Blog Post

Author

Natalie Smith

Published

March 5, 2025

As a long-time Angeleno, I’m no stranger to hazy days and pollution soaked sunsets, but this past December felt different. The air was thick, smothering the city in a gray blanket that lingered for weeks. I found myself wondering—was the pollution actually worse, or was I just noticing it more? When I returned to UCSB for the winter quarter, I decided to dig into the data to understand what was happening.

Downtown L.A.’s skyline obscured by smog in December 2024 (Getty Images)

2 Building the Infographic

I started by gathering inspiration and experimenting with different plot styles. A smoggy LA photo guided my color choices. I used a color grabber tool to create a custom palette and adjusted it for accessibility. For typography, I selected Montserrat and Open Sans, which balance professionalism and readability without distracting from the visuals.

Creating a vision board in Affinitiy Designer for the infographic using an LA skyline photo. The color palette was extracted from the image, with typography options laid out alongside.

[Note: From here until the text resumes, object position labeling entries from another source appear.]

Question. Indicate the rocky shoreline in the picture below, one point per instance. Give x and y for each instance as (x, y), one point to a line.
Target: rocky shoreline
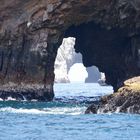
(26, 92)
(125, 100)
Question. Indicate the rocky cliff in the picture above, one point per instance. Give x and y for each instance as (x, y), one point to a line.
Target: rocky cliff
(107, 35)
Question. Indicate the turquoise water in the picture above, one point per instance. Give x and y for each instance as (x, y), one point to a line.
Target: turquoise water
(64, 118)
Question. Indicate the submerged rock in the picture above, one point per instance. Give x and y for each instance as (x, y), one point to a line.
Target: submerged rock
(31, 32)
(125, 100)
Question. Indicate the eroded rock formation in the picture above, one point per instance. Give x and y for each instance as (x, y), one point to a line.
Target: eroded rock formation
(107, 35)
(126, 100)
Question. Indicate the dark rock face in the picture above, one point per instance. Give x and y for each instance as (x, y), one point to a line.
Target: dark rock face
(107, 33)
(126, 100)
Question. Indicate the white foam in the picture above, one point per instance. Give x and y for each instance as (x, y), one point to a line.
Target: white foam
(11, 99)
(56, 110)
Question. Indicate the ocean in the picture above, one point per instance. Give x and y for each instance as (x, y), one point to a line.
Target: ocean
(64, 118)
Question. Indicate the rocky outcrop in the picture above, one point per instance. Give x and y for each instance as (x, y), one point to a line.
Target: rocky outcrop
(32, 31)
(66, 58)
(126, 100)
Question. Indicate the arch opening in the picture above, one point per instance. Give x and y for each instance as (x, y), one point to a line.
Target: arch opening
(69, 67)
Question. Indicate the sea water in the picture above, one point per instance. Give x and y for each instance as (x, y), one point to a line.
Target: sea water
(64, 118)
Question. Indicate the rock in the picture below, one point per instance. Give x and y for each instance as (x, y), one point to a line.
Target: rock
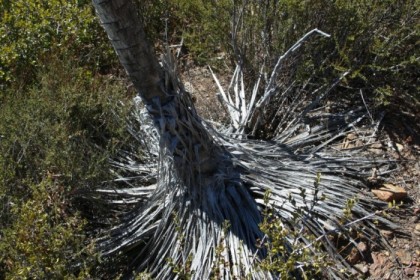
(410, 271)
(390, 192)
(417, 229)
(399, 147)
(387, 234)
(404, 256)
(357, 253)
(363, 268)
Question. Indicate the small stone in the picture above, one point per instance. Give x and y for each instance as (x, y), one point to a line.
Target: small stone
(363, 268)
(376, 146)
(362, 247)
(410, 271)
(404, 256)
(399, 147)
(354, 256)
(387, 234)
(390, 192)
(417, 229)
(351, 136)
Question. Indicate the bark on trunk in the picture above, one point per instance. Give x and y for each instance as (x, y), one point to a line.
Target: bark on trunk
(171, 109)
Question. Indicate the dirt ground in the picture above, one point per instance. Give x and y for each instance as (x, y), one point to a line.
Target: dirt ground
(399, 140)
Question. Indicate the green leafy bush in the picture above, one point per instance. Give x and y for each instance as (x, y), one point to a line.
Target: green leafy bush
(376, 41)
(44, 241)
(55, 138)
(31, 31)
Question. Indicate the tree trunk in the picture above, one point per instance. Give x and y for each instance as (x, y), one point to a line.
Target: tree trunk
(170, 107)
(205, 179)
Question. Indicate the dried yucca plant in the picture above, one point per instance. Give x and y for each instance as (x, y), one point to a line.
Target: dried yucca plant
(196, 194)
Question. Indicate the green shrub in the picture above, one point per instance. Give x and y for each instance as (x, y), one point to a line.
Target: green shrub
(376, 41)
(44, 241)
(55, 138)
(31, 31)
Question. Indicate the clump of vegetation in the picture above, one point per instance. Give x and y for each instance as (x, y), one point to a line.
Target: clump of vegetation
(31, 31)
(56, 138)
(44, 241)
(380, 53)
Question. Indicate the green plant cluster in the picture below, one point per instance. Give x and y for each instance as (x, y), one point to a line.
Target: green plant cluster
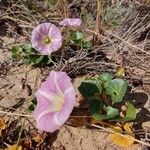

2.1 Mapping PM 2.5 in Los Angeles

To explore PM2.5 distribution across the city, I used CalEnviroScreen (2023) data, mapping percentiles at the census tract level. Percentiles rank each tract’s pollution concentration relative to all others in California, making it easier to identify high-exposure areas. This method was particularly useful from an environmental justice perspective, highlighting how marginalized communities—often defined by race and income—face disproportionately high exposure to harmful air pollution.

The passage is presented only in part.